The choice to perpetuate Russia’s historical image was precisely that of preserving the image of an imperial superpower, inspired by the Jubilee Council of 2000, at which the then-Metropolitan Kirill secured the approval of the document on the ‘Social Doctrine of the Russian Church’, the true political programme of the new President Putin. Putin’s “vertical of power” has thus eliminated all forms of social and political autonomy, subjugating even the oligarchs to loyalty to state policy, and imprisoning or exiling those who did not submit. Russia has been entrusted to the security and law enforcement agencies, heirs to the Soviet KGB, the only structure to survive the collapse of the empire alongside the Orthodox Church.
Today’s Russia brings to mind an old Soviet-era joke: whatever you try to build, you always end up with a Kalashnikov assault rifle. If a historian of the USSR were to draw up a list of the various legislative, prohibitive, political, ideological, educational and cultural initiatives adopted in Russia over the last decade, and especially in the last four years, and compare them point by point with Soviet practices, they would be astounded by the similarities.
In essence, consciously or unconsciously, the current system is recreating the Soviet model of government, education, culture and so on, almost as if starting from stem cells. This process “is now irreversible”, comments Dobrenko, since “the country has resumed a path already trodden and predictable”. Drawing on the Soviet mythology of imperial grandeur, ‘social justice’ and a ‘sense of profound popular satisfaction’, people barely remember how things once were, and it no longer makes any sense to recall where that path led.

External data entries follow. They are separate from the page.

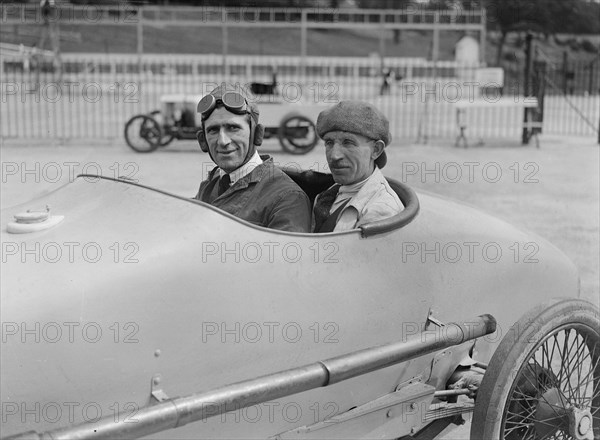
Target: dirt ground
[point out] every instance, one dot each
(553, 191)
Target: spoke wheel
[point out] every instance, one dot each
(166, 137)
(297, 134)
(543, 381)
(142, 133)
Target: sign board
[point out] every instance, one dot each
(490, 77)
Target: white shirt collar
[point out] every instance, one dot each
(244, 170)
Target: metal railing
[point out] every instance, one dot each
(93, 96)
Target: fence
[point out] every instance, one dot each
(93, 96)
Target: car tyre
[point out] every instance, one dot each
(142, 133)
(543, 380)
(297, 134)
(166, 138)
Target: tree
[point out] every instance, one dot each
(542, 16)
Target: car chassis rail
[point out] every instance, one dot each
(176, 412)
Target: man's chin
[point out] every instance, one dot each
(340, 176)
(228, 164)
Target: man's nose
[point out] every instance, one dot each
(335, 152)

Another anniversary was marked in recent days: seventy years ago, on 25 February 1956, Party Secretary Nikita Khrushchev presented the report ‘On the Cult of Personality and Its Consequences’ at a secret session of the 20th Congress of the CPSU, denouncing Stalin’s crimes.
Kirill was 10 years old at the time, and Putin only 4, though he would later devote his entire life to restoring the cult of Russia. To mark that event, the Supreme Military-Historical Council, chaired by the ultra-Putinist ideologue Vladimir Medinsky, convened in recent days, asserting that Stalin’s repressions were “necessary to defeat the traitors and fifth columns on the eve of the war”, which then culminated in the Great Victory, thereby rehabilitating Stalin, the Georgian patriarch of the Russian Empire.